Y vuelves a sentir una profunda desazón porque jamás de los jamases se hubiera tenido que llegar hasta aquí. Y porque llevas años intentando matizar, proponer alternativas políticas aquí y en la prensa nacional, o por lo menos el encauzamiento de un problema político de enorme envergadura que no tiene visos de solucionarse y que no va a hacerlo con decretazos por mucho que al principio calmen las aguas. Más bien todo lo contrario; las más recientes y creíbles encuestas otorgan un afianzamiento del independentismo, así como un significativo aumento del número de españoles que abogan por una fuerte restricción de competencias autonómicas, o lo que es lo mismo, por una drástica recentralización del Estado, caminos ambos de difícil confluencia. Y sin noticias en las encuestas de una hipotética tercera vía para la negociación.

Y es que si los independentistas, lo quieren todo, Catexit sin matices y a las bravas, los constitucionalistas acérrimos no les van a la zaga en radicalismo con la unidad de España. Lo dice John Carlin en La Vanguardia, tras su expulsión de El País: «Me decepciona y me deprime constatar lo primitiva que sigue siendo la joven democracia española, en particular lo desquiciada que se vuelve cuando entra en juego el tema de la soberanía territorial…Con lo fácil que hubiera sido evitar este lío. Primero, y obviamente con un cambio en el texto sagrado de la Constitución… Con gestos conciliadores, con alguna cesión de poder a Cataluña, con un mínimo de espíritu estadista…»

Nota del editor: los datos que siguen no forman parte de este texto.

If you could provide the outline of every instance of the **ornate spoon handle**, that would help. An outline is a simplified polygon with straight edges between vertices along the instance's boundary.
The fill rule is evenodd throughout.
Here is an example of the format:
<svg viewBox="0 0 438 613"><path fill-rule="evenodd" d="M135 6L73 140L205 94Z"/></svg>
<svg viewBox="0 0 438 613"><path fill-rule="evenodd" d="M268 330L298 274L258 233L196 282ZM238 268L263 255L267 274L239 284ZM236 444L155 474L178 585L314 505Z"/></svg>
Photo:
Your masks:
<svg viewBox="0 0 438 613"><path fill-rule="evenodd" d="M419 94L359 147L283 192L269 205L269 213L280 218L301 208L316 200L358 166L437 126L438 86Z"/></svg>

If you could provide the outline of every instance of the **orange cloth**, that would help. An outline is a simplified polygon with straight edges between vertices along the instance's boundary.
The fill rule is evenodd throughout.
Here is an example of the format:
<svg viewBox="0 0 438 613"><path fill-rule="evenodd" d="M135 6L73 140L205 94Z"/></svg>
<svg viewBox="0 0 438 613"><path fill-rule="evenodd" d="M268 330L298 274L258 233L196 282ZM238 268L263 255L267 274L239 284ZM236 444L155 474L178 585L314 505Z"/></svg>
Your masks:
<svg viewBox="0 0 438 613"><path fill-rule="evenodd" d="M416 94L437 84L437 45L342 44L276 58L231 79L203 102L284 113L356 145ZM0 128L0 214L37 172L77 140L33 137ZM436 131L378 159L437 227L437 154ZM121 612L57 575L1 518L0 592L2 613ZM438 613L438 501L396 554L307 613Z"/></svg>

Pero hoy es miércoles festivo, brilla un sol matizado por grumos de nubes plomizas y el puerto está esplendoroso. Paseamos por la vorera y me veo de niño pescando cabots mientras sueño en llegar ser el delantero centro del Barça. Pienso de nuevo en la sonrisa de mi nieta y por un momento me olvido de tanta sinrazón. Vana ilusión, llega el jueves y el sainete sube de tono: todos a la cárcel. Inmejorable inicio de campaña para los independentistas.